Iterative Assessment and Improvement of DNN Operational Accuracy
Antonio Guerriero, Roberto Pietrantuono, Stefano Russo
TL;DR
The paper tackles the discrepancy between pre-release and operational DNN accuracy caused by distribution and label shifts. It introduces DAIC, a cycle that blends low-cost online pseudo-oracles with high-cost offline sampling within an MLOps-like framework to estimate and improve operational accuracy.

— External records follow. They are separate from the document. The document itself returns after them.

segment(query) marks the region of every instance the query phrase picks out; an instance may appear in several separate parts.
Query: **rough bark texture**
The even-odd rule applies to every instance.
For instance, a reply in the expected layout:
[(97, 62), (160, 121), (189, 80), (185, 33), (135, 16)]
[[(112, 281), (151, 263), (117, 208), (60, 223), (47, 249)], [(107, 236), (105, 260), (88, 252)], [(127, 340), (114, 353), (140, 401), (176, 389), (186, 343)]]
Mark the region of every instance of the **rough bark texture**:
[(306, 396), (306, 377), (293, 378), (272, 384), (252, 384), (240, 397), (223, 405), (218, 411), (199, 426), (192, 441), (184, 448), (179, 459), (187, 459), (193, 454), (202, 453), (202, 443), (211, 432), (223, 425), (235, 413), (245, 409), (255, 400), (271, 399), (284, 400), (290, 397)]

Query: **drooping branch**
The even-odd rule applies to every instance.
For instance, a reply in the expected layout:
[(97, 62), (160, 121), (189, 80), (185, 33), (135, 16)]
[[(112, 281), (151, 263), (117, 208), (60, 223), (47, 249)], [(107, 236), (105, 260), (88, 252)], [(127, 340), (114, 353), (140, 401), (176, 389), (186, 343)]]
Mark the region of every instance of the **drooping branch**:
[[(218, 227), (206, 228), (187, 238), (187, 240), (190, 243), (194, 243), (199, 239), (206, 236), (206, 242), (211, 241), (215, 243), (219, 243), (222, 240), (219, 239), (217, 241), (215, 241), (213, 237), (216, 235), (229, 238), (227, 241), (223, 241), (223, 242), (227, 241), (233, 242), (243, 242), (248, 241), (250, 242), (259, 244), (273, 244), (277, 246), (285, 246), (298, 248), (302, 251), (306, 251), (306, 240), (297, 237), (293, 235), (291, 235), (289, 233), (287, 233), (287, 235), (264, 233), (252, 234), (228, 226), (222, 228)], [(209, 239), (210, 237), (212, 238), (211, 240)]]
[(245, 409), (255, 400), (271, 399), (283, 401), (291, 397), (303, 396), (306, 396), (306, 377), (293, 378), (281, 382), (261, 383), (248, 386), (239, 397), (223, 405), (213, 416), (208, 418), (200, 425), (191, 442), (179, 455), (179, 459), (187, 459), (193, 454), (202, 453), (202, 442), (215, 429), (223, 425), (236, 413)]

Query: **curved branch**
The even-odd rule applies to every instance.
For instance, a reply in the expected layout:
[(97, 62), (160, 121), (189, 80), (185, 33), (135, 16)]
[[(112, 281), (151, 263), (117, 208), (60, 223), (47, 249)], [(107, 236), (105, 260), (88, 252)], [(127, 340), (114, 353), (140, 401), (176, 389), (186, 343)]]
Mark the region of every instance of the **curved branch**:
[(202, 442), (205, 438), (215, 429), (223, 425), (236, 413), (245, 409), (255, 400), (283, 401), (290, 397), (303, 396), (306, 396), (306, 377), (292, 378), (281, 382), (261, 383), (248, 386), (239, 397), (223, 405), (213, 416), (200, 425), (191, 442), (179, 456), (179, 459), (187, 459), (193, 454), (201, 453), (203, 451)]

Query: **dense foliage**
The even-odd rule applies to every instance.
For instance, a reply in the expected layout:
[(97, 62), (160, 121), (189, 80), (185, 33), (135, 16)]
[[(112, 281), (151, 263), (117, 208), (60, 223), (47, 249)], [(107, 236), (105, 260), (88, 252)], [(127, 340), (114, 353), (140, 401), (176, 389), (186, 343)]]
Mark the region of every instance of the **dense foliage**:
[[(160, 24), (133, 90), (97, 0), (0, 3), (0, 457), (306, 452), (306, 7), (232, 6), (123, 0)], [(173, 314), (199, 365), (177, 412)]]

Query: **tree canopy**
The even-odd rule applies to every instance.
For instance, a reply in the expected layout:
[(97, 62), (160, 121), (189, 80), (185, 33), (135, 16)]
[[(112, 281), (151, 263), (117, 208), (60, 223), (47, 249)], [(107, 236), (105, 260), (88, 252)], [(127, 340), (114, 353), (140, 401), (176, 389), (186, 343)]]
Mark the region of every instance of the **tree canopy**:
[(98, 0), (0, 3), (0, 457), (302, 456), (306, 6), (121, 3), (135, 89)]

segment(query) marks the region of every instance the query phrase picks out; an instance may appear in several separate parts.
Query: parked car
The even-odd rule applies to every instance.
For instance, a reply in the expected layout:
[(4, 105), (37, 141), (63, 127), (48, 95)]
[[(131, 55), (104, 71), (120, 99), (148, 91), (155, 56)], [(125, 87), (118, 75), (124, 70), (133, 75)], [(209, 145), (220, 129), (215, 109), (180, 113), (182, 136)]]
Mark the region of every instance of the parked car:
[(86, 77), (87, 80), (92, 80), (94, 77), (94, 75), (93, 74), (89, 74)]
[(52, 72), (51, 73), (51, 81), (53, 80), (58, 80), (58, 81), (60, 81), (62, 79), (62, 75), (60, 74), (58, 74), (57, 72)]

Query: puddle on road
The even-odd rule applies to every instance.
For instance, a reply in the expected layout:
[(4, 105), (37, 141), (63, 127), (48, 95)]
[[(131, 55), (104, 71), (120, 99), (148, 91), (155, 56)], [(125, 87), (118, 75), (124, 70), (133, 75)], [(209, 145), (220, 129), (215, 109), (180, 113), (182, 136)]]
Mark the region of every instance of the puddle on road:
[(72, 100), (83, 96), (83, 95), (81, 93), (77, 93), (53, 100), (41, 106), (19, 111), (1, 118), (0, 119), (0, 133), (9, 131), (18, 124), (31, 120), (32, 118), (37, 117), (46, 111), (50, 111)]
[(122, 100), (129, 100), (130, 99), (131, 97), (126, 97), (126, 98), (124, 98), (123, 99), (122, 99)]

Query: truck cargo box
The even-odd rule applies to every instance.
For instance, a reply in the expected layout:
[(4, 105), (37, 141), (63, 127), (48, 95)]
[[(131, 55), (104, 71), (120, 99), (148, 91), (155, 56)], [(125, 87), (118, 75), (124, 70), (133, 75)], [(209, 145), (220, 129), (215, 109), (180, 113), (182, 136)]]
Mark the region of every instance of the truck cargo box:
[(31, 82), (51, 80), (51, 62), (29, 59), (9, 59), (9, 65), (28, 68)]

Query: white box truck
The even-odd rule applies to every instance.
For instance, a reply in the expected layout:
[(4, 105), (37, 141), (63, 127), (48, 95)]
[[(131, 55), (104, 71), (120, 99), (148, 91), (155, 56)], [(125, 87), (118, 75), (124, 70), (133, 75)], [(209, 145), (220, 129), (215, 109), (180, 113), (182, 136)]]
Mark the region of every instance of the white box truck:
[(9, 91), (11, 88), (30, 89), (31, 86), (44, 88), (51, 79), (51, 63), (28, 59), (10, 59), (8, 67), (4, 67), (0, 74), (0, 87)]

By deploying pseudo-oracles such as SelfChecker and DNN-OS alongside DeepEST sampling, the approach detects drift, triggers targeted labeling and remodeling, and demonstrates that operational accuracy can be faithfully tracked and enhanced, even under label shift. This yields a practical, cost-conscious pathway for iterative DNN improvements in real-world deploying environments, with potential extension beyond image classification to domains like autonomous driving.
Abstract
Deep Neural Networks (DNN) are nowadays largely adopted in many application domains thanks to their human-like, or even superhuman, performance in specific tasks. However, due to unpredictable/unconsidered operating conditions, unexpected failures show up on field, making the performance of a DNN in operation very different from the one estimated prior to release. In the life cycle of DNN systems, the assessment of accuracy is typically addressed in two ways: offline, via sampling of operational inputs, or online, via pseudo-oracles. The former is considered more expensive due to the need for manual labeling of the sampled inputs. The latter is automatic but less accurate. We believe that emerging iterative industrial-strength life cycle models for Machine Learning systems, like MLOps, offer the possibility to leverage inputs observed in operation not only to provide faithful estimates of a DNN accuracy, but also to improve it through remodeling/retraining actions. We propose DAIC (DNN Assessment and Improvement Cycle), an approach which combines ''low-cost'' online pseudo-oracles and ''high-cost'' offline sampling techniques to estimate and improve the operational accuracy of a DNN in the iterations of its life cycle. Preliminary results show the benefits of combining the two approaches and integrating them in the DNN life cycle.